The 7' 6" Houston Rockets center became a fan and a booster of California Cabernet during his time in the NBA. "Napa Valley wines are the wines I fell in love with when I lived in the U.S.," Yao, 31, told Wine Spectator. "While I was on the road with the Rockets, the players would go out to dinner together and some of them knew a lot about wine, and I learned from them."
Two years ago, Yao and his management team decided to act on his enthusiasm, hoping to create a fine wine to represent Napa Valley in the growing Chinese market. This week, the winery will release the 2009 Cabernet Sauvignon in Beijing, Guangzhou and Yao's hometown of Shanghai. A Family Reserve Cabernet Sauvignon will debut next year.

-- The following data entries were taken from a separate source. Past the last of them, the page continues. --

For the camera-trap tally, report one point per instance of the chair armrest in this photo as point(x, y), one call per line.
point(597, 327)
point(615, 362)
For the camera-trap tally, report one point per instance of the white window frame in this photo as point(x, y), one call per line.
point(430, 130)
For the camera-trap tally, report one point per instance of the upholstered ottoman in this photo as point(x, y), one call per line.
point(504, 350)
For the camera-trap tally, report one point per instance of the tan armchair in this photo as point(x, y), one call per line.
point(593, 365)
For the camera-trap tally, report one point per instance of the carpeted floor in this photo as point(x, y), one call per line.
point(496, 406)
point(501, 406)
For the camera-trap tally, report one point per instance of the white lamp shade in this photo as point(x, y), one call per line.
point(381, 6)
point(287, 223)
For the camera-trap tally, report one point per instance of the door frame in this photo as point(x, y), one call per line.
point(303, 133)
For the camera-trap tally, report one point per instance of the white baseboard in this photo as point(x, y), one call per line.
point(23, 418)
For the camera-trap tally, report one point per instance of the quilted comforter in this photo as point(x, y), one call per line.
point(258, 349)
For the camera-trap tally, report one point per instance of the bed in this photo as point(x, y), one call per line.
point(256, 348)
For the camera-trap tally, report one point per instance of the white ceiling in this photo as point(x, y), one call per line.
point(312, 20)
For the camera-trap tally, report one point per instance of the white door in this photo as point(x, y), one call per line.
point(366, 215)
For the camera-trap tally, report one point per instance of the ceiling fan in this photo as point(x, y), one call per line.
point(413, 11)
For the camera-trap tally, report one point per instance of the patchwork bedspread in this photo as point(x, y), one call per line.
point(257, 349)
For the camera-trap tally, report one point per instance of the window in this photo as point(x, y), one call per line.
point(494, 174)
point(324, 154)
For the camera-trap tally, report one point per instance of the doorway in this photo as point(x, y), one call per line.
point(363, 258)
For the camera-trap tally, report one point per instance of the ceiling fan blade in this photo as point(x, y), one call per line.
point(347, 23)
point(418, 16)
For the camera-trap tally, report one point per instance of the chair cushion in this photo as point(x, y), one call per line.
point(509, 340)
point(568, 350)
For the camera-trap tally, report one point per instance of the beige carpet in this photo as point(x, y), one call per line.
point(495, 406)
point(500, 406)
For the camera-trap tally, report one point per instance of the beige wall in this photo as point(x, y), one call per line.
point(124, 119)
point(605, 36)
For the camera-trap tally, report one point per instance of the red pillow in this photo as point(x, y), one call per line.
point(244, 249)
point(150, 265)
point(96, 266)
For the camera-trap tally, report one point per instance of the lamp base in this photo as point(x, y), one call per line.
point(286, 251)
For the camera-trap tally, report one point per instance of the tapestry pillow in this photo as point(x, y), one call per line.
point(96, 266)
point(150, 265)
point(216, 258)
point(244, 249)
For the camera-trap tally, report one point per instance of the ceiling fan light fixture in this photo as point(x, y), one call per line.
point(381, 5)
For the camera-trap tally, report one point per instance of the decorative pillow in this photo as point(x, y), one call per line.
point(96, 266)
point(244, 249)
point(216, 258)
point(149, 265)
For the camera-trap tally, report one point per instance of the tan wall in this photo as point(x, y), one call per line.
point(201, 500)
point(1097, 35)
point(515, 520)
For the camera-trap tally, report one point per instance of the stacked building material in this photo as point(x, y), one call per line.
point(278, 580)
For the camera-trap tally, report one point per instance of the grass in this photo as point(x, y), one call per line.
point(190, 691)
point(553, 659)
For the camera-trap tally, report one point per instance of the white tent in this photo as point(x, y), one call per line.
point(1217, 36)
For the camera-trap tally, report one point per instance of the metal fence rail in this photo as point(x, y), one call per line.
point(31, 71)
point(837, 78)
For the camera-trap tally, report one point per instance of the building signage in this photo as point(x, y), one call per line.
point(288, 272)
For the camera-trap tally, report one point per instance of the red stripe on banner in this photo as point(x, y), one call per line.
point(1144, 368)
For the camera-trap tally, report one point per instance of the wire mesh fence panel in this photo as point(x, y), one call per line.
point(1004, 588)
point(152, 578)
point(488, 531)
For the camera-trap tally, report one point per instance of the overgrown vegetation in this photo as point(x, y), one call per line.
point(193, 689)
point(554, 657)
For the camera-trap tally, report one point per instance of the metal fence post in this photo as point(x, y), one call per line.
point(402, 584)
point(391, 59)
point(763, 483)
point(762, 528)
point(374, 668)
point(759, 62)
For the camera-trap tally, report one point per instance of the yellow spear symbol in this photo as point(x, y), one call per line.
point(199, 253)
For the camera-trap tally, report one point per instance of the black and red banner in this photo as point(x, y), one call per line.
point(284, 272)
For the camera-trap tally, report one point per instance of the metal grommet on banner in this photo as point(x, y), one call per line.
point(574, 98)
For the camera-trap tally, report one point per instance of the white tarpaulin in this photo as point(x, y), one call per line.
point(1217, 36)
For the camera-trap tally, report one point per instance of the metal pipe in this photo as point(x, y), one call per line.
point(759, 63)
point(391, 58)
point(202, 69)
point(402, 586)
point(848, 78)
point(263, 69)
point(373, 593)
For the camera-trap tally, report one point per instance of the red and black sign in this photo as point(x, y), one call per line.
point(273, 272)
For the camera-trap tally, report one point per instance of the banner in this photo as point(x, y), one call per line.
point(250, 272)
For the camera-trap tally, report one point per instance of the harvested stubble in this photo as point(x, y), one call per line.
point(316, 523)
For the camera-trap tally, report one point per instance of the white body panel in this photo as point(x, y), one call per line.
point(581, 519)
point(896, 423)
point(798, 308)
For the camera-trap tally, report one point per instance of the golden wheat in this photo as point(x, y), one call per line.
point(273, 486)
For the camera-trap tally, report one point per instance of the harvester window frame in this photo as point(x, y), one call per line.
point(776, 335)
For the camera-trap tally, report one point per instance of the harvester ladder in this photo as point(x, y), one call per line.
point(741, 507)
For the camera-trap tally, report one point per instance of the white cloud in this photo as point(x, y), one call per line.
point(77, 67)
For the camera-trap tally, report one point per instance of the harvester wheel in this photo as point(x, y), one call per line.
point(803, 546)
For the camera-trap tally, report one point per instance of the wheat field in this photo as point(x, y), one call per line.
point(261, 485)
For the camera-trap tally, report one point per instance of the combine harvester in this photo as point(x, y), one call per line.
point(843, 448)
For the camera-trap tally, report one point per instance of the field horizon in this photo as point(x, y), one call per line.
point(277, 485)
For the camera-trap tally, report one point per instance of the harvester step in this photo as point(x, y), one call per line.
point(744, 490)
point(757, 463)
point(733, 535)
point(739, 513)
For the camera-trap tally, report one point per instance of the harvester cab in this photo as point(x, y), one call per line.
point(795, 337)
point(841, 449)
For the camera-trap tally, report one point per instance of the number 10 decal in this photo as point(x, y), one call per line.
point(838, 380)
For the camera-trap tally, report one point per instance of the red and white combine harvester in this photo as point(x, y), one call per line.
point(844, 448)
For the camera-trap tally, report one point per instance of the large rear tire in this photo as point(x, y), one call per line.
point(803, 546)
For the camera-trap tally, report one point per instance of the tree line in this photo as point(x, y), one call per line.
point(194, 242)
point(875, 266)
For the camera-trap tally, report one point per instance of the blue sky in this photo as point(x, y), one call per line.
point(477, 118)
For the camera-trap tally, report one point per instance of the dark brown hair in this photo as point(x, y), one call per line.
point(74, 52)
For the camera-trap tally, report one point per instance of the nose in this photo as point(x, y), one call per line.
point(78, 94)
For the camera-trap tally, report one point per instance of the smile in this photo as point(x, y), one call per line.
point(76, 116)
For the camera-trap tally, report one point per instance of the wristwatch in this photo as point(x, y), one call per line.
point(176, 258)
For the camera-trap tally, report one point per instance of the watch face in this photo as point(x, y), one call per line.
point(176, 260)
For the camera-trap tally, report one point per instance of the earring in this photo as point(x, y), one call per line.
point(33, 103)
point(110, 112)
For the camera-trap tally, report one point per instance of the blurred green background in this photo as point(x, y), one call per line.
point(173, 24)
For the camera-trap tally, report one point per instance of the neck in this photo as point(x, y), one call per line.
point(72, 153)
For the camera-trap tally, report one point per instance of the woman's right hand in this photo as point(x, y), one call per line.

The winery will also begin sales in the U.S. market next year.
For America, the wine's biggest impact could be as a symbol of Napa Valley in the growing Chinese wine business. "China is the priority market" for the wine, according to Con Constandis, president and managing director for Pernod Ricard China, which is importing the wines into the People's Republic. "California as a wine region enjoys quite high awareness among the Chinese consumers, and, in particular, premium Napa Valley wines have a pretty good image and are gradually becoming well-accepted by sophisticated wine lovers in China."
According to company officials, the Yao Ming Napa Valley Cabernet will be sold at $289 a bottle, in the "ultra prestige" segment of the market, where the status labels of Bordeaux and Champagne reside. When China's new wealthy class began to drink imported wines, classic French regions like Bordeaux, Champagne and, more recently, Burgundy, were their early acquisitions. Napa producers have worked to gain a foothold in China in recent years, but it can be a daunting market to enter. According to data from China customs, France owned 47 percent of the market for imported bottled wine in 2010. The U.S. came in sixth, with a 6.4 percent share.
Yao Ming has partnered with winemaker Tom Hinde to create his Napa label.
Yao has observed the vigorous growth of Chinese wine culture in recent years and sees potential for a greater awareness of California among drinkers. "While French wines have made quite an impression already, people are starting to discover California wines," he said. "California has a good reputation in China for its lifestyle, as a great place to vacation and for fun. I not only want to share [the wines] with Chinese people, but also share the culture and beauty of Napa Valley."
To that end, Yao hired winemaker Tom Hinde to oversee production. Hinde previously worked as general manager of Kendall-Jackson Wine Estates, as well as president of Sonoma’s Flowers Vineyard and Winery. (Yao is the principal shareholder in the project, while Hinde and four other investors have minority stakes.)
The winery currently sources grapes from several Napa Valley vineyards, including Sugarloaf Mountain Vineyard, Tourmaline Vineyard and Broken Rock Vineyard. "We have farming input with these ranches, so we’re not simply buying these grapes," said Hinde. The 2009 Napa Valley is a blend of 82 percent Cabernet Sauvignon with Merlot, Cabernet Franc and Petit Verdot. It is aged about 18 months in oak. According to Hinde, Yao Family produced about 5,000 cases of the Napa Valley Cabernet and fewer than 500 cases of the Family Reserve for the 2009 vintage. The latter is aged 22 to 24 months in oak before release. (Wine Spectator has not had the opportunity to review the wine yet.)
Yao, who said he counts big reds as a favorite style (he also enjoys sweet wines), has tailored his wines to his tastes. "Yao drives the style of the wine," said Hinde, and he has active input in the blending. "He’s not a wine expert—he'll tell you that—but he’s a very passionate wine aficionado. Yao is very conscious of textural subtleties in the wine, mouthfeel and seamlessness, fruit and oak."
Now, some grapes for the 2011 vintage are still in fermentation vats, and the coming months will continue to be busy. After the launch promotions in China, there will be more celebrations tied to the Chinese New Year in late January. Beyond that, Hinde hopes the venture can buy or build a permanent winery in Napa. Production will remain level for the 2010 and 2011 vintages, but there could be many opportunities for expansion. For right now, said Yao, "Our goal is to make world-class Napa Valley wines."